Uma mulher de cerca de 40 anos se senta em minha frente após os meus cumprimentos habituais, quase ritualizados. Ela solta um longo suspiro enquanto puxa a cadeira, faz movimentos desajeitados e o cachecol se prende ao encosto. Ela provavelmente vai falar tudo de uma vez.
- Eu vim aqui para uma segunda opinião – ela diz de súbito, enquanto se senta e puxa a cadeira para frente pelo meio das pernas.
- Pois não...
- Eu fui diagnosticada com espondilite há uns 5 anos, e meu médico não pede exames de imagens direito. Eu peço a ele que queria fazer mais ressonâncias para ver a minha doença, mas ele fala que não precisa. Aí eu... - Minha mente fica inquieta: devo falar agora mesmo que provavelmente o médico dela está certo, ou não? Após alguns instantes de deliberação comigo mesmo, opto por não dizer nada ainda, e deixar essa informação para o final da consulta.

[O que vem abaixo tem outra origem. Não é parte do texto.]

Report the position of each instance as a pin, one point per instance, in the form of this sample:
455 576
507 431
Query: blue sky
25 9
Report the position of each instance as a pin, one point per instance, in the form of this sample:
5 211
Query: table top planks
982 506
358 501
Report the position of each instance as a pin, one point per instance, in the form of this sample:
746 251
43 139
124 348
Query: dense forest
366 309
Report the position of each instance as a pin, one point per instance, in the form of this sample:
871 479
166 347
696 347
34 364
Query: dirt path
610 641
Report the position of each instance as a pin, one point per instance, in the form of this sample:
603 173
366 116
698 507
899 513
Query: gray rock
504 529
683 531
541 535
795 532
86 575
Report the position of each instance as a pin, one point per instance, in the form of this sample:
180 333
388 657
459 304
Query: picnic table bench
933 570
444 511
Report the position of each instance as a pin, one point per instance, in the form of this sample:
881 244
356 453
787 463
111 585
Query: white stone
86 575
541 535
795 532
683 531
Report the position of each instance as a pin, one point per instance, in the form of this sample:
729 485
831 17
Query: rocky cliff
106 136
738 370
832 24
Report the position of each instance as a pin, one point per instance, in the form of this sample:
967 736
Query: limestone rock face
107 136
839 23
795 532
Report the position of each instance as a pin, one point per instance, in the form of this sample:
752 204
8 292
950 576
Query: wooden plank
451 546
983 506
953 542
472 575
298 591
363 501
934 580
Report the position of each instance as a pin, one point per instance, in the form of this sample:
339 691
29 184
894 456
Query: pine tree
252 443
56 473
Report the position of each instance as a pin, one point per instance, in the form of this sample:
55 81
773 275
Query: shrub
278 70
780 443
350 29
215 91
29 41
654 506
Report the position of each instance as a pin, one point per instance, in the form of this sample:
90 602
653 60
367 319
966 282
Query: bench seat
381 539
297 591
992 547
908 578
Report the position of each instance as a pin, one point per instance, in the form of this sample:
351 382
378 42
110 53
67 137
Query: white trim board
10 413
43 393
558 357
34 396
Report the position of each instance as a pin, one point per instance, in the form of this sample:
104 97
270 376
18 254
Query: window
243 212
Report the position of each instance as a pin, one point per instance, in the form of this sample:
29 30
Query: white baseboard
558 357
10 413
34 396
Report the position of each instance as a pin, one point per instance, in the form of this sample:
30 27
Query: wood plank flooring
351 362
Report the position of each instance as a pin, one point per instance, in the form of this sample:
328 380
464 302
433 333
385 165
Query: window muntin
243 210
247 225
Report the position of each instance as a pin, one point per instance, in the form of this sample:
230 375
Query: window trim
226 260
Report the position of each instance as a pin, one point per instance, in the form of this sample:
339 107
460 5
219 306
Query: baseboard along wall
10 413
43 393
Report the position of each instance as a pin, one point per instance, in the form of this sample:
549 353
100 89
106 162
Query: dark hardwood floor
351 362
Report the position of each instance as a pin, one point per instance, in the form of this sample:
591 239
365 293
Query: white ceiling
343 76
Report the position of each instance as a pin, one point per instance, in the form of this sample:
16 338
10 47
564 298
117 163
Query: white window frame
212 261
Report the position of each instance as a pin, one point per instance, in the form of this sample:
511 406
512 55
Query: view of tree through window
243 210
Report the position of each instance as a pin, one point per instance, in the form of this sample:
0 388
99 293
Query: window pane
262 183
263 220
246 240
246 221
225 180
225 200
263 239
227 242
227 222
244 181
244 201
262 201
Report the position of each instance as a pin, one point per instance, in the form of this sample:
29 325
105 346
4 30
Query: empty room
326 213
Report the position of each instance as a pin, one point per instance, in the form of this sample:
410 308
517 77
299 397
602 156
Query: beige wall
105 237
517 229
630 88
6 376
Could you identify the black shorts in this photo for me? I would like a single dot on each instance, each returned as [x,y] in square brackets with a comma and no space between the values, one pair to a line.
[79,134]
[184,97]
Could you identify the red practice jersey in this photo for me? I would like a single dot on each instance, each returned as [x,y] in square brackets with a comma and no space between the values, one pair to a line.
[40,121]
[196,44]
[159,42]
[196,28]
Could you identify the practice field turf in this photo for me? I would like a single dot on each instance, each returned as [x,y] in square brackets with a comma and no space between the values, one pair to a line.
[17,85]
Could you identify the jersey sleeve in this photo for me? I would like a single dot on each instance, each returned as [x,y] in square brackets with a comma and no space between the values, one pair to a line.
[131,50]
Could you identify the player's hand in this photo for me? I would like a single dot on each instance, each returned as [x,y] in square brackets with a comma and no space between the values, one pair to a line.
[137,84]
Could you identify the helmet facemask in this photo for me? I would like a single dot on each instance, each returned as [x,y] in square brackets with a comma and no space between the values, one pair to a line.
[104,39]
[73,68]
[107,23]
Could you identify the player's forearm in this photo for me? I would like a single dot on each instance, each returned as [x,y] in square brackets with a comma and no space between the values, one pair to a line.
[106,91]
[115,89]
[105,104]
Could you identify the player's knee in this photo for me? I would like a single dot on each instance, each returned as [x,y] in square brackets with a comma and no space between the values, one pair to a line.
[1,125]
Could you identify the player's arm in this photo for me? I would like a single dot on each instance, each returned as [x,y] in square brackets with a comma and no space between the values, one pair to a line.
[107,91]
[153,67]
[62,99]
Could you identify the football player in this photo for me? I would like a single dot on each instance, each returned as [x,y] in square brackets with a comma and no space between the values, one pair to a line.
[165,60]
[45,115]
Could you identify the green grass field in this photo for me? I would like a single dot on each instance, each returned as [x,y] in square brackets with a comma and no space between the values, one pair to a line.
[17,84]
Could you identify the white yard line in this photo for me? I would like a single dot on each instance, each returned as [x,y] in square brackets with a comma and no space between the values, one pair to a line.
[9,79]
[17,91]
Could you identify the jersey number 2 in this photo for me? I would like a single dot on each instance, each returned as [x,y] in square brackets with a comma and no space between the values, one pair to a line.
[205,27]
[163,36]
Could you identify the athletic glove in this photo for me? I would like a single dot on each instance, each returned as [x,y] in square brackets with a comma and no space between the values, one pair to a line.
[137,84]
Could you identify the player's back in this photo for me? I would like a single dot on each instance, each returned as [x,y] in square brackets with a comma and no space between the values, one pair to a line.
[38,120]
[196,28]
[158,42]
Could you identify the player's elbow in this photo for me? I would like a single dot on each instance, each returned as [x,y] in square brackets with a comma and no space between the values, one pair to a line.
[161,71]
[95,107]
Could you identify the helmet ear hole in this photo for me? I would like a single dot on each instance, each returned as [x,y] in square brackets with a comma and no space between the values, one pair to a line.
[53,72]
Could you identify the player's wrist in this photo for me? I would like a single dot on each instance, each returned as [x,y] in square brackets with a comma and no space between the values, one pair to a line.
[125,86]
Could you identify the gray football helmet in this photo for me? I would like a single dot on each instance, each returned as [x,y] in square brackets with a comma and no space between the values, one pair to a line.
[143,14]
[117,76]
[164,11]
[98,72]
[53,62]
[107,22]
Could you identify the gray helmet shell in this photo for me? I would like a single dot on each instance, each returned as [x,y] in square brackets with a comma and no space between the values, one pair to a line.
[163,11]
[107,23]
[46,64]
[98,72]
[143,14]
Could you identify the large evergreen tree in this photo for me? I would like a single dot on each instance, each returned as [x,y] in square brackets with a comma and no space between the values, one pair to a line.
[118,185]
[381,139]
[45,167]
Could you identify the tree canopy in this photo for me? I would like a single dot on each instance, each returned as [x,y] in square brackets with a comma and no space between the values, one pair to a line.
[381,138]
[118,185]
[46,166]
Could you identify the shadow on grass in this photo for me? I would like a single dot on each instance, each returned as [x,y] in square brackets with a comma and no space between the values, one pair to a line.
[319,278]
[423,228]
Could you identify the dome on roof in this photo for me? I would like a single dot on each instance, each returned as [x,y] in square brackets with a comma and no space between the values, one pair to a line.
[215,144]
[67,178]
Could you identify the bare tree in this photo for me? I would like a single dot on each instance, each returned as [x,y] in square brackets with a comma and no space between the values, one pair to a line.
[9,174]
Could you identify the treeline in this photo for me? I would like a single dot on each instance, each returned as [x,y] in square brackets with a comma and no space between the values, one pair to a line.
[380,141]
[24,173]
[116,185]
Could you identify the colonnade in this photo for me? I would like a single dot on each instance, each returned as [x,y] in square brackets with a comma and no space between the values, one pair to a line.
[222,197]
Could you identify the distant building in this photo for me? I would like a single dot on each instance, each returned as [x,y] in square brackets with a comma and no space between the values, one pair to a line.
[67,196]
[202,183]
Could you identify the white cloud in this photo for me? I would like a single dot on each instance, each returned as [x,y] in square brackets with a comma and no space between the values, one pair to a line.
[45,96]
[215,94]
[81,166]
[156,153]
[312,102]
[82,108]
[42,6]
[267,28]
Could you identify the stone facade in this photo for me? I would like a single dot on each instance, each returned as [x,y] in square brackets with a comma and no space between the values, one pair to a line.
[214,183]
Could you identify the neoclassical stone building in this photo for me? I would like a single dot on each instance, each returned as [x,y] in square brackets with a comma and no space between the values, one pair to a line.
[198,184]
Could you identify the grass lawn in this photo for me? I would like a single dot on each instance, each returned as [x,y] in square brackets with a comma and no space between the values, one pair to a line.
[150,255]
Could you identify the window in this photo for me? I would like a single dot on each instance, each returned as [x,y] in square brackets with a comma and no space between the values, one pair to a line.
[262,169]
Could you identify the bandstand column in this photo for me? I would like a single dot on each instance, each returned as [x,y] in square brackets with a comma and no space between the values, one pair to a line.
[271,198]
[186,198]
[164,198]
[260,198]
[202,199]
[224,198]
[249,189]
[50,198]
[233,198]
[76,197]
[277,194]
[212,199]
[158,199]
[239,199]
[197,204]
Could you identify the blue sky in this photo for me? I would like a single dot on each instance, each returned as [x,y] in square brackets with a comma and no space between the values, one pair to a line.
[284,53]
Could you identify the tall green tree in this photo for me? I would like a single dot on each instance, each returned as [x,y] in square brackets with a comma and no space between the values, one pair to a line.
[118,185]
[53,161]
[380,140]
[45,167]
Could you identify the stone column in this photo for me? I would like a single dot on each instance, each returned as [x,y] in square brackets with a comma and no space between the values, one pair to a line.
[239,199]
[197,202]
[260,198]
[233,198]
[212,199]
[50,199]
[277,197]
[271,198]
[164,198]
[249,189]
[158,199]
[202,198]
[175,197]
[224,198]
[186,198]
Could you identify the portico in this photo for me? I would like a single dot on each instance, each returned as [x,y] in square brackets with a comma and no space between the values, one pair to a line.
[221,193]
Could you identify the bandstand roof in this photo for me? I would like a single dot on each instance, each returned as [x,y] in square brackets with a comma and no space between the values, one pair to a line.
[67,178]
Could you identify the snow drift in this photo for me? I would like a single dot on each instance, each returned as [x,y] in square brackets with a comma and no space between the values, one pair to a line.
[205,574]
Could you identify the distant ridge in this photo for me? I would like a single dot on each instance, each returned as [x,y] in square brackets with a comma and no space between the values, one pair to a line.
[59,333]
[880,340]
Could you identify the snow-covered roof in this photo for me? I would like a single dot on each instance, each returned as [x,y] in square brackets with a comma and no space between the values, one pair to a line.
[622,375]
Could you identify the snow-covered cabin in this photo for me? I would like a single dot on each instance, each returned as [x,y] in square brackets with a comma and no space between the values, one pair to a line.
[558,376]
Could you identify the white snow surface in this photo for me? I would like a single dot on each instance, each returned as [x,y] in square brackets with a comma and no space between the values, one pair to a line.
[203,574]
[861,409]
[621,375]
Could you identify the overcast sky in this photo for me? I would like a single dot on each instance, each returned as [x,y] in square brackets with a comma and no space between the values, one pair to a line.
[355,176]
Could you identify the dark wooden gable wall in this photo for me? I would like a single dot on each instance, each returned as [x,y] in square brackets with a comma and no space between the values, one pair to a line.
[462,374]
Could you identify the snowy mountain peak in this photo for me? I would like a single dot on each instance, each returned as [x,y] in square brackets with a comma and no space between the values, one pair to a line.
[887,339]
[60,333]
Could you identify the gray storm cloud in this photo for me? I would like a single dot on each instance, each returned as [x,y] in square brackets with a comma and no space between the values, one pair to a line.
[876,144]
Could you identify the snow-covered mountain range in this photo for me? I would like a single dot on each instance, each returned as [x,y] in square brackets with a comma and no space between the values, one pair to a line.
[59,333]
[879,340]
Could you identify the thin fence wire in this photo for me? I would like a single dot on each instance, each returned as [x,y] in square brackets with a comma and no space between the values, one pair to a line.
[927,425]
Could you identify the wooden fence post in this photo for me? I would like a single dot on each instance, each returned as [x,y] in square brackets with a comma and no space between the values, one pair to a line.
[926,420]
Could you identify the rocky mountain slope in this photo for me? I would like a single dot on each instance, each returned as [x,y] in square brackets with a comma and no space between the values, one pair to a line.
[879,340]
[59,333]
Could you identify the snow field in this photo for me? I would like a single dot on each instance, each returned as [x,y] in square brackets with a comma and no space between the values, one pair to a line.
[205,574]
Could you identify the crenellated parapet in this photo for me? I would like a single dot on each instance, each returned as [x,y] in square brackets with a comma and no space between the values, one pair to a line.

O restante da interação se passa como habitualmente. A paciente se sente inicialmente um pouco desconfortável, pois não respondo de imediato a pergunta que ela trouxe logo no início da conversa, mas aos poucos fica claro que as dúvidas que ela tem são alimentadas por vídeos (curtos) em redes sociais, ou informações de pacientes com algum quadro semelhante (habitualmente em grupos de mensagens).
Antes de contar o final da história, aqui cabe uma pequena digressão filosófica, que tive durante o atendimento e depois dele...
O filósofo Theodor Adorno descreveu nos anos 1940 a teoria da indústria cultural, que parece explicar perfeitamente a ocorrência de consultas como esta.
Segundo Adorno, a produção da cultura havia deixado de ser voltada a gerar pensamentos e questionamentos, e seria o simples desfrutar rápido de uma arte qualquer sem grandes reflexões. A indústria cultural opera com produtos padronizados, com fórmulas relativamente fixas.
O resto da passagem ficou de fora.